Journals, slides and posters have very different size limitations and conventions. Slides shouldn’t look like journals, and posters shouldn’t look like slides. You can choose any medium to enhance your story, but it’s worth making the effort to adapt your content to each one. Don’t be afraid to break the rules and try new things.


This poster has a great visual hierarchy: each section is clearly delimited and numbered, figures are different sizes depending on whether they show zoomed-in or zoomed-out views. The section headings are written in clear language and they can be seen from far away. I think it could look even better by removing the blocks of text (that nobody ever reads) and replacing them with larger figure headings and summaries. Also, the ordering could be changed so that section 2 would appear to the right of section 1 (instead of below). Reading from left to right is what most people expect, so using this order would make the numbering redundant.

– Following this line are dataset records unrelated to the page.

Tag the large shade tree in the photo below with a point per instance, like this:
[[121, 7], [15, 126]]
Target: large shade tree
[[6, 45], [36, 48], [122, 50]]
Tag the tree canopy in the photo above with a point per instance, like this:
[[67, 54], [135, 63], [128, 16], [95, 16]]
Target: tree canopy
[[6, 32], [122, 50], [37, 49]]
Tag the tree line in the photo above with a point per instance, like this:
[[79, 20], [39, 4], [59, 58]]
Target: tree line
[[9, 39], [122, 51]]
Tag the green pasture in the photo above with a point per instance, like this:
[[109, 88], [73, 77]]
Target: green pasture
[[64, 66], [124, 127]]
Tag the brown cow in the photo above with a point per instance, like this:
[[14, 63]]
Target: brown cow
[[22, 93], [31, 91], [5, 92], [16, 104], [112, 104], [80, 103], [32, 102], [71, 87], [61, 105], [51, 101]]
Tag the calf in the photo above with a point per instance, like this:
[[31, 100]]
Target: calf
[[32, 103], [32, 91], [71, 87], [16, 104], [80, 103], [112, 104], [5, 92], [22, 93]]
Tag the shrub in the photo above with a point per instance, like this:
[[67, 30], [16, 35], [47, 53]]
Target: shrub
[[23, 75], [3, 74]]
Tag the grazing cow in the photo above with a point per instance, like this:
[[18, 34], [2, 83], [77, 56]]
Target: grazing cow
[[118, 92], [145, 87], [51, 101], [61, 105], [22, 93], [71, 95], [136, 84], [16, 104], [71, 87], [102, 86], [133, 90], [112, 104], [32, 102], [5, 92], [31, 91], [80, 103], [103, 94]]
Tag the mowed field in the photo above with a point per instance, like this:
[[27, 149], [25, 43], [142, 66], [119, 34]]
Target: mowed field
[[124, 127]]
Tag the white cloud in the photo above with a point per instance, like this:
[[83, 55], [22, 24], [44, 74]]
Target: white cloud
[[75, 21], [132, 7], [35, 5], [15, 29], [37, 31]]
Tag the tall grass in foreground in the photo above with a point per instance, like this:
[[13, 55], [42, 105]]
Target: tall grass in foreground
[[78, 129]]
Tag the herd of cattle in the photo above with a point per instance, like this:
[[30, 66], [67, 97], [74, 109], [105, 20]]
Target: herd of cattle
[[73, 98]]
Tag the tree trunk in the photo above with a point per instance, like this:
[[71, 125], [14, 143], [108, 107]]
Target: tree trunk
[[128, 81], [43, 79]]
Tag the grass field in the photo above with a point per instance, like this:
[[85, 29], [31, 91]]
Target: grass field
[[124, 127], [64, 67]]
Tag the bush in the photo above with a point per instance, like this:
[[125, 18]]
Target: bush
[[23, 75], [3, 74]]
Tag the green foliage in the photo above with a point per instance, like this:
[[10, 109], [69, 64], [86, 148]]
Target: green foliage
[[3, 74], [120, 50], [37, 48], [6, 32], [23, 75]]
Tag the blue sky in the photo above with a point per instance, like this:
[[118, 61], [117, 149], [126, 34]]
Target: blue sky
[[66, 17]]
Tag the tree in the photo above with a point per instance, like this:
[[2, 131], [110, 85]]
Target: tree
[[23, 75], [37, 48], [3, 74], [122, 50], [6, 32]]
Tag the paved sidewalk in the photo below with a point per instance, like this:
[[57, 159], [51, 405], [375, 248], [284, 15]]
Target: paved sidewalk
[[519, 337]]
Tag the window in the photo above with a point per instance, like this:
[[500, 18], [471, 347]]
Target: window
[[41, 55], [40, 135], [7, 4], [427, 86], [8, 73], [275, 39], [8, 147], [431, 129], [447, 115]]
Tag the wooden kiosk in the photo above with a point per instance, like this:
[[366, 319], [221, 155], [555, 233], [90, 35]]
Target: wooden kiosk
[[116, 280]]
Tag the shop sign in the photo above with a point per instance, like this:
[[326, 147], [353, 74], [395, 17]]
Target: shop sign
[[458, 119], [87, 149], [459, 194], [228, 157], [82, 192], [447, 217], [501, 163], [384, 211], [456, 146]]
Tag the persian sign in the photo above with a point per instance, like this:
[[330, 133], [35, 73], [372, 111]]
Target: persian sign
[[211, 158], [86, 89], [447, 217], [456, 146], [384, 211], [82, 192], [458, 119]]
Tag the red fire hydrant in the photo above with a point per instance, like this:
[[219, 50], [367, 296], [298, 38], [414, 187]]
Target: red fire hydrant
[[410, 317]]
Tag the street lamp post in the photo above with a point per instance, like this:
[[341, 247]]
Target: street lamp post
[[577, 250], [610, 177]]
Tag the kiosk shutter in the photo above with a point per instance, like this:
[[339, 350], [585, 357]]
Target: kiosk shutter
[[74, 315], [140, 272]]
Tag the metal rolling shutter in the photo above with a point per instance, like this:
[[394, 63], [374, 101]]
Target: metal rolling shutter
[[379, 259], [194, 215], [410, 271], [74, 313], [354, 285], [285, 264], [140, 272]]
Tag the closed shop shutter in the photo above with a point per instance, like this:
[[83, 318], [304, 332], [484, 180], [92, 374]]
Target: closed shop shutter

Start on paper and iterate

paper Sketch by Andrea Wiggins

If you want to design a poster (or slides, or anything visual), start on paper. You can only arrive at the optimal solution by iterating, and paper lets you iterate faster than your laptop. When you finish each iteration, stop; notice what you see (large title, square section boxes, three plots, blocks of text) and come up with why questions (Why did I make the title so big? Why are the sections surrounded by a solid black line? Why are all my plots the same size? Why do I have to add all that text?).

A few resources: Colin Purrington’s poster design page is full of killer tips. He also runs the highly active Pimp my poster flickr group, where you can upload your poster and others give you feedback. I got most of the images in this post from his page and from the phdposters.com gallery.